At the moment we have spark, there are a lot of things happening.

 

As for the spark plug (not shown in my simple and very stolen illustration)... we will use current flow theory. Current flows from the spark plug cable terminal, through the spark plug. The gap ionizes and the spark leaps from the centre electrode to the side electrode. Our current then flows back through the common (negative ground) circuit, through the battery and back through the positive terminal of the coil (making the positive terminal the coils "ground").

 

The "waste spark" system is given it's name because one spark plug in a running pair is sparked during it's exhaust stroke making that spark event "wasted". If we deal with the 6.2, (in the abscence of anything to tell me I'm mistaken) I think we have 8 positive spark plugs and 8 negative spark plugs. However, no spark occurs on an exhaust strke so no spark is "wasted".

 

All the while that this is happening, there is some nifty shit going on inside the coil. The magnetic field is collapsing across both the primary and secondary windings of the coil. This induces current flow which induces a magnetic field which forms and collapses which induces current flow which induces a magnetic field.... At this point, what does collapse is my understanding of the circuitry required.

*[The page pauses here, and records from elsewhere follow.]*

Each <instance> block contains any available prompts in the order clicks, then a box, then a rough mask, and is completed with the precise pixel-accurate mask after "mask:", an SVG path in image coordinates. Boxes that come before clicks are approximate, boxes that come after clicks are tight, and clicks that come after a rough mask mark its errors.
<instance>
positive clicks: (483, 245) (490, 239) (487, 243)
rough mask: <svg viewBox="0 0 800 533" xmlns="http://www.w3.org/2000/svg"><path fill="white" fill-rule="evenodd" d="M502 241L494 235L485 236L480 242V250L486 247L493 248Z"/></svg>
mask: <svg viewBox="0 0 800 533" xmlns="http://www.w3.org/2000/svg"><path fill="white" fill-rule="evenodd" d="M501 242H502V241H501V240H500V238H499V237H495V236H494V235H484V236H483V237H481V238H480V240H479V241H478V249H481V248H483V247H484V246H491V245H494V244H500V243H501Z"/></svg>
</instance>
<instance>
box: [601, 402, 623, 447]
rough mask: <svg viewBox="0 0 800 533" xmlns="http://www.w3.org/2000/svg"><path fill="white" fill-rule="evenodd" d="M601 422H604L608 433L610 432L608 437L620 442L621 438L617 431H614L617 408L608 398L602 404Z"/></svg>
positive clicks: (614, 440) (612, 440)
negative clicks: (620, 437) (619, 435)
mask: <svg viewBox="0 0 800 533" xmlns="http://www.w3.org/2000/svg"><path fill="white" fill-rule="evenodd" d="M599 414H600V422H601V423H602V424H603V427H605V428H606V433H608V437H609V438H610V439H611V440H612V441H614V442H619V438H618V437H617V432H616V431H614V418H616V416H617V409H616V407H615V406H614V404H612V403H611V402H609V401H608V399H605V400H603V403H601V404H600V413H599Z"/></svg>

I am unsure if the semi-conductors we have now can withstand the PIV (peak inverse volts)induced in the switched side of the coil primary without the buffering effect of a capacitor (condensor). There will probably have to be some sort of "clamping" device built into the circuit - but our "need to know" stopped before we got this far

 

Anyway... the circuit HAS to be complete. Even though there is a spark plug gap - what we might normally consider as an "open" circuit - this circuit is completed when the spark plug gap is ionized and spark is occuring.

 

Long story short... if we consider current flow theory.... current will flow from a point that is more positive to a point that is less positive. What matters is VOLTAGE DROP across a device not total potential of the source voltage.